Paloma watched the searchers from the roof of her home, and when they returned, gave herself over to tears of rage and desolation. Fortunately, Anastacio came to talk with her at suppertime, and to declare his guiltlessness solemnly. So her unhappiness found a vent. She berated him. She cried that never, never would she marry him. And in the end, when she had said all her say, she stuffed her fingers into her pretty ears and bade him begone.
After that, seven days passed without incident.
The morning of the ninth day following Miguel’s disappearance, Señor John chanced to be painting by the river. At Los Morales the Rio Grande is wide, and the colour of the crumbling dirt banks between which it runs; the colour, too, of the high, crumbling dirt-cliffs that stand back of the pueblo on the west, and the colour of the low, square, flat-roofed adobe houses of the Indian village. Two high, white crosses marked its ford—one being set on the farther shore and one on the near. At the base of the latter the young painter had his easel, and over him, made fast to the cross so as to shade him from the sun, was a huge umbrella, yellower than the river.

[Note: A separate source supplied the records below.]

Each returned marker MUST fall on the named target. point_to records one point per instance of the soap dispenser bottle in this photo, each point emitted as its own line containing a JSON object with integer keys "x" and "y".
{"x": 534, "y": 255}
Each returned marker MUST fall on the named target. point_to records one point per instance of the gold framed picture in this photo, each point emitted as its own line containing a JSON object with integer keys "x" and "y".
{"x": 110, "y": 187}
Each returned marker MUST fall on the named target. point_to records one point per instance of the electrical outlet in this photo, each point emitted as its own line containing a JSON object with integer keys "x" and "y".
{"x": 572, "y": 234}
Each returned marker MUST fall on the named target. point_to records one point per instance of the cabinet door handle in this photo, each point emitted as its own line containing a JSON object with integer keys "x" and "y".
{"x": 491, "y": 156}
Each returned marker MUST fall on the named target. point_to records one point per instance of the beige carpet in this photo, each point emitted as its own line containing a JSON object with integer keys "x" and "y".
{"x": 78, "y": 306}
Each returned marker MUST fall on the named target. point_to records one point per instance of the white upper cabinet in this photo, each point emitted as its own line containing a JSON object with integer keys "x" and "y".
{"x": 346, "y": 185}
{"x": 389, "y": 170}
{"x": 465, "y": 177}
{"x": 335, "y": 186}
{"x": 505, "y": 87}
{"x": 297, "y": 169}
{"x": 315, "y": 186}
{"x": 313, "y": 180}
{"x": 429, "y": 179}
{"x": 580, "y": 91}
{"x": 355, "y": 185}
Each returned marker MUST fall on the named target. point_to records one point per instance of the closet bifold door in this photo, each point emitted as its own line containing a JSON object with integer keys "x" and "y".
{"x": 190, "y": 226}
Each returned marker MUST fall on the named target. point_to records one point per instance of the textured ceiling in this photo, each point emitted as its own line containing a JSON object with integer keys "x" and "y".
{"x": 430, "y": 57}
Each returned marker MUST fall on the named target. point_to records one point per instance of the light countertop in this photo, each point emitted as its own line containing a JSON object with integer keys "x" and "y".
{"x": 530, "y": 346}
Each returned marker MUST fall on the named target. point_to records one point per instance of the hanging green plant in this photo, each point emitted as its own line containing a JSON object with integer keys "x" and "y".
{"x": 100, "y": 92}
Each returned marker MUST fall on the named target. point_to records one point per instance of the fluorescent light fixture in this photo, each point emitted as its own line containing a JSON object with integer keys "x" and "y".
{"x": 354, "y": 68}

As he worked he glanced, now at the shallow stream, and now at his canvas—this as painters do. Suddenly, something close to the bank caught his eye—a greyish something, almost submerged, around which the water purled and played with little whispers. He sprang up in haste, overturning easel and stool, and ran down the narrow, sloping beach which here stretched between river and bank.
There was no need to doubt what he saw. For there, thrust up through the moving water, almost in reach of his hand, was the point of a sharp horn.
His first thought was that Paloma might see it; his next, that Father José must be summoned.
The father came at once, adjusting his spectacles upon his high nose as he hurried along. And when he saw what was lying near the shore, with the water urging it inch by inch downstream, he fell back with a shocked and sorrowful face, murmuring his pity. “The gentle creature!” he said. “I trust I was never over-bitter against him. Though he had green to feed upon, yet he would rather crop at my flowers. Señor, how human!”
“But what is that, Father José?” Señor John pointed to a bit of bright-coloured cloth that was now spread out upon the surface of the water from the tip of the horn. By wading a step and poking at the cloth with the end of his brush-handle, he dislodged it, whereupon it gave a sudden whirl, floated for a few feet, then rode into shore on an eddy.
“Ah, señor!” cried Father José, as he caught it up—and anger succeeded pity on his face. “He thought to throw the little beast where he would be sucked down. But the sands have shifted! And here is telltale proof! Come with me, señor. It requires discussion.” And he led the way hastily to Paloma’s.
What befell at the council needs no particular recounting. Paloma’s mother said little and that in Spanish. Paloma wept and threatened, and vowed that now she truly would not marry Anastacio, though he lived to be as old as the father himself and as rich as the richest man in Albuquerque. As for Señor John, he said little, but listened respectfully to Father José, who spoke chiefly of the law.